DE 22 16 006 C3 also describes a device for determination the oxygen demand during oxidation processes knows which is a sample vessel in which the oxidation process takes place, and a device for pressure-dependent triggering the supply of an oxygen stream a supply and one with the release device for the oxygen supply in electrical connection has stationary drive motor. It runs during each Sauer triggered by the trigger device fuel supply also the drive motor, which immediately bar is connected to a potentiometer which is used for  Controlling a measured value recording device, e.g. B. point printer, serves.

This proposed solution is also disadvantageous wise financially and constructively relatively complex, requires complicated handling and is related Lich sensitivity in need of improvement.

The general technological background regarding the measurement of the biochemical oxygen demand referred to CH-PS 569 284.

The invention is therefore based on the object Device for determining the biochemical acid to create material requirements in oxidation processes, wel compared to the state of the art offers measurement accuracy and also an analysis of Sample in the reaction vessel and its oxidation state enables.

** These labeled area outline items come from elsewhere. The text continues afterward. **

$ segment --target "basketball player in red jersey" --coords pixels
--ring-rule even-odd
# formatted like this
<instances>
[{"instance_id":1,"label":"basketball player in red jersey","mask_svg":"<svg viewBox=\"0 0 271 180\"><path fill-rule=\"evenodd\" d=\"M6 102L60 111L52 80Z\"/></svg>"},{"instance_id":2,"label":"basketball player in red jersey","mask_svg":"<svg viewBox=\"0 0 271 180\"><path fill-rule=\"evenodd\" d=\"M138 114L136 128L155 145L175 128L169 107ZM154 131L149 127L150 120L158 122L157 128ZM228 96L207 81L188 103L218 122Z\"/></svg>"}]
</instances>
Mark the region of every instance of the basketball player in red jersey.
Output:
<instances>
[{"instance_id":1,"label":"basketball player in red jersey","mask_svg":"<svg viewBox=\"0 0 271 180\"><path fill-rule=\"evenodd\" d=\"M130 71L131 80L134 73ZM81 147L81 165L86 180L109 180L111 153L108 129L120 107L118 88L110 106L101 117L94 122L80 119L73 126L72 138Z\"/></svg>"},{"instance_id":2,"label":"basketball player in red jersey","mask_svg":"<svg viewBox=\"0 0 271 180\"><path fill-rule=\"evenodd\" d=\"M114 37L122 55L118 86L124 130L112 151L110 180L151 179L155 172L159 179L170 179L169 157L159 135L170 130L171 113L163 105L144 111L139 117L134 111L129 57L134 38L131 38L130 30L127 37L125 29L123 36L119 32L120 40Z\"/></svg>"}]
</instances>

This task is accomplished by the in the characterizing part solved by claim 1 features.

A major advantage of the invention direction is that in addition to determining the biochemical oxygen demand the measurement of CO₂-Pro  duction takes place in the reaction vessel. This ge happens in a simple way about the measurement the change in conductivity of a CO₂ absorbing Lye by means of an electrode that is inserted into the lye is immersed and one through the resistance that through the CO₂ absorption is given certain current the control unit conducts. This gives you simultaneous two data, namely that of the biological sample led and the required amount of oxygen and the amount of CO₂ released by it. For example, at Sewage or sediment samples the composition of the If the sample is initially unclear, the temporal ver CO₂ production run depending on the acid material requirements, z. B. the oxidation level of the pro be and the degree of degradation can be determined, important information conditions for sample analysis.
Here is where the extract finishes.